Helena de Jérémy Fel : figures maternelles
Paru le 22 août 2018 aux éditions Rivages.
Helena, le second roman de Jérémy Fel après les Loups à leur porte, oppose deux familles antagonistes représentant chacune une vision fantasmée de l’Amérique. D’un côté, il y a Norma et ses trois enfants, Graham, Tommy et Cindy. Une famille sans père qui vit dans la campagne du Kansas, au sein d’une maison isolée dans les terres. Chaque enfant incarne un stéréotype de la jeunesse américaine : Graham est le garçon sensible, féru de poésie, gay-friendly, qui rêve de partir vivre à New York ; Tommy, un adolescent mal dans sa peau, qui se défonce en écoutant du métal, et rêve de Donjons et Dragons ; Cindy, une gamine qui n’a rien demandé à personne, mais dont le joli minois détermine déjà la vie, sa mère Norma voulant la faire concourir à un concours de miss – à noter que la figure du sportif américain benêt est également présente à la périphérie du texte. Marquée par le sceau du malheur et de l’horreur, prisonnière d’une Amérique rurale, la famille de Norma incarne l’aspect Stephen King du roman. À l’autre bout, il y a Hayley et son père. Une famille sans mère qui vit dans une banlieue huppée. Les journées d’Hayley sont rythmées par ses problèmes de mecs, ses soirées chez sa meilleure amie, la coke et l’alcool, et, en filigrane, l’ennui et l’impression d’être constituée d’un trop plein de vide. Elle représente le côté Bret Easton Ellis d’Helena.
La grande idée de Jérémy Fel est de faire se rencontrer ces deux mondes dans un thriller qui reprend les codes des deux auteurs précités, mais avec une sensibilité européenne. On y retrouve King via ce rapport à l’horreur qui peut intervenir n’importe quand et se glisser dans le moindre interstice, et Ellis au travers de cette quête de sens condamnée à l’échec. Au milieu, Jérémy Fel glisse ses propres thèmes : la peur de l’abandon, le sens du sacrifice et plus généralement la question de la parentalité.
Dans Helena, les parents ne savent pas aimer leurs enfants, ou les aiment mal. Successivement, les pères et mères blessent leur progéniture, l’avilissent, ou bien la laissent livrer à elle-même parce qu’ils n’arrivent pas à dompter le propre vide qui les habite, que celui-ci soit lié à une dépression ou la conséquence de traumas passés. Même Norma, prête à tout, pour sauver ses enfants, constitue un anti-modèle, soulignant combien il est dangereux de trop aimer ses fils et filles. Chez elle, être une bonne mère implique de projeter sur ses enfants ses rêves inassouvis, et de contourner la morale pour les protéger de leur propre mal. Un comportement qui l’amène à être dans le déni face aux blessures de Tommy et Cindy.

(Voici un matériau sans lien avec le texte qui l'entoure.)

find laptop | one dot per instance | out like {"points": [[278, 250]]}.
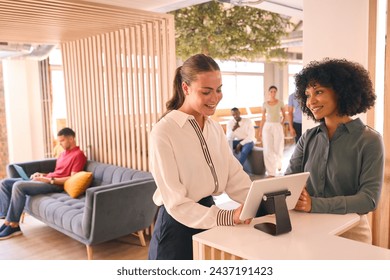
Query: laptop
{"points": [[21, 172], [293, 183]]}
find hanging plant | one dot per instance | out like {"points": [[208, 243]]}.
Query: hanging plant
{"points": [[228, 32]]}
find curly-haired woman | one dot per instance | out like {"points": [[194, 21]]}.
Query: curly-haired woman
{"points": [[343, 155]]}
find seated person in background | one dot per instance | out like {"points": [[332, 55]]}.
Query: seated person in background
{"points": [[13, 191], [343, 155], [241, 132], [57, 150]]}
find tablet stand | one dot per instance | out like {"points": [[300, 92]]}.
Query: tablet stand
{"points": [[275, 203]]}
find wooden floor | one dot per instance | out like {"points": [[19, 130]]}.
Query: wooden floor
{"points": [[41, 242]]}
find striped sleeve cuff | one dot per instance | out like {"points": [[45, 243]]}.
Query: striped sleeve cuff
{"points": [[225, 218]]}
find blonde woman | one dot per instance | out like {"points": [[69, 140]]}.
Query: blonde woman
{"points": [[271, 132]]}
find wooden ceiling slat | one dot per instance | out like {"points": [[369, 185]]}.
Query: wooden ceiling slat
{"points": [[56, 21]]}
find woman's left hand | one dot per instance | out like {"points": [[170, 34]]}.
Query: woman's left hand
{"points": [[304, 201]]}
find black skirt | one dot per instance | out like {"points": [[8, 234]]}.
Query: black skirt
{"points": [[172, 240]]}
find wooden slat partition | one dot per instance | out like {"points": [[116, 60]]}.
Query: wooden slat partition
{"points": [[47, 100], [117, 84]]}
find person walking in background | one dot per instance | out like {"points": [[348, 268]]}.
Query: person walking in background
{"points": [[191, 161], [241, 133], [271, 132], [294, 117], [344, 156], [13, 191]]}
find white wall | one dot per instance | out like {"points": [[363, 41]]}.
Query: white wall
{"points": [[335, 29], [23, 110]]}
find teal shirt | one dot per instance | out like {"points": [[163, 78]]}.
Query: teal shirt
{"points": [[346, 172]]}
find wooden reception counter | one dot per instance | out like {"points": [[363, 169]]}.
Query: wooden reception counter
{"points": [[313, 237]]}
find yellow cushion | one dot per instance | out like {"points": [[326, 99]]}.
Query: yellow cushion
{"points": [[78, 183]]}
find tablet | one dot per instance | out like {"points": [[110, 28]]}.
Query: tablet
{"points": [[21, 172], [293, 183]]}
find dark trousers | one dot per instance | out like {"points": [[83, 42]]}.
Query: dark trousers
{"points": [[172, 240]]}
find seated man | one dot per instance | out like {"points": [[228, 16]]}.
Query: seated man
{"points": [[241, 132], [13, 191]]}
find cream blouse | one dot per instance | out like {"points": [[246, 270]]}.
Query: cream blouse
{"points": [[189, 164]]}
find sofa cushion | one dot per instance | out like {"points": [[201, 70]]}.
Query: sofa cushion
{"points": [[78, 183]]}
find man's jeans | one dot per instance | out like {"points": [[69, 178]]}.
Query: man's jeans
{"points": [[245, 151], [13, 193]]}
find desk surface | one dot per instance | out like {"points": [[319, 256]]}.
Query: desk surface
{"points": [[313, 236]]}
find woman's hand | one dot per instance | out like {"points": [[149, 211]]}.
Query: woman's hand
{"points": [[304, 201], [36, 175], [236, 217]]}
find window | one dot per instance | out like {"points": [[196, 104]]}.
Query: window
{"points": [[242, 84]]}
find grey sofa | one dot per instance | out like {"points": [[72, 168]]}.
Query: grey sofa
{"points": [[118, 203]]}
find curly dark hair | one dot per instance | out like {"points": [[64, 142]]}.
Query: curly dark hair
{"points": [[349, 80]]}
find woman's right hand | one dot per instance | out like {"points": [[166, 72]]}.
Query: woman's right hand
{"points": [[236, 216]]}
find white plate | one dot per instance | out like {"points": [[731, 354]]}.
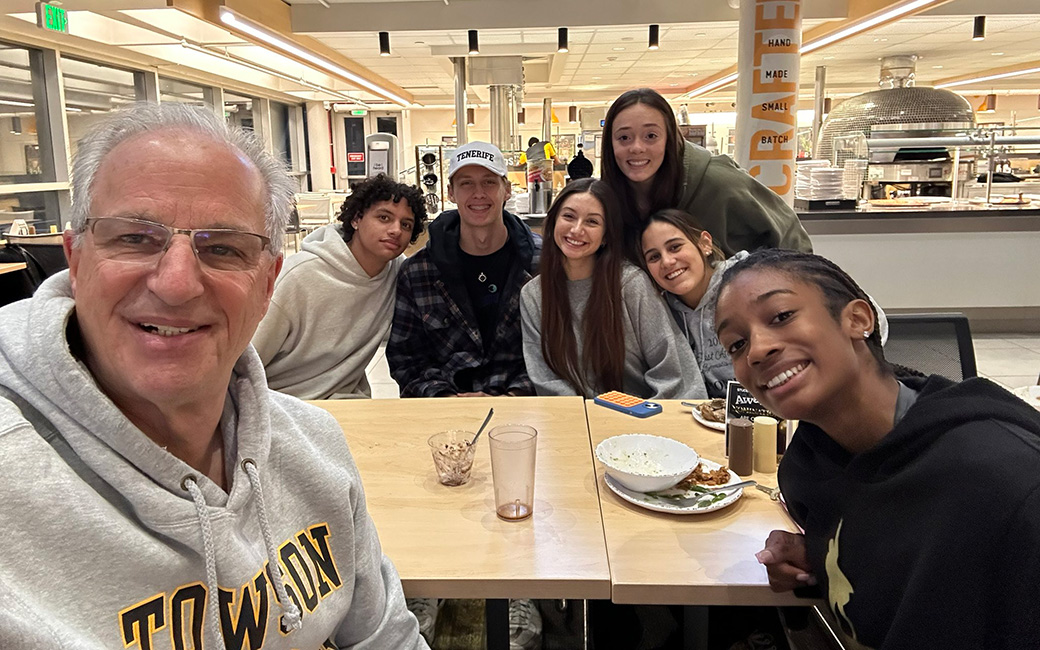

Comme le confirme les pages liminaires, qu’il s’agisse de la dédicace ou des remerciements, où Fel insiste sur combien nos vies sont déterminées par nos mères, Helena est un roman sur la figure maternelle, qu’elle soit trop présente, ou complètement absente. Tout au long des 730 pages, l’auteur étudie l’impact de leurs actions, ou de leurs non-actions, sur les protagonistes.
S’appuyant sur un sens de la narration qui lui permet de créer de la tension à partir du moindre détail, Jérémy Fel propose un second roman dense et stimulant, qui concilie plusieurs genres, sans pour autant perdre de vue ses propres enjeux. Une vraie réussite.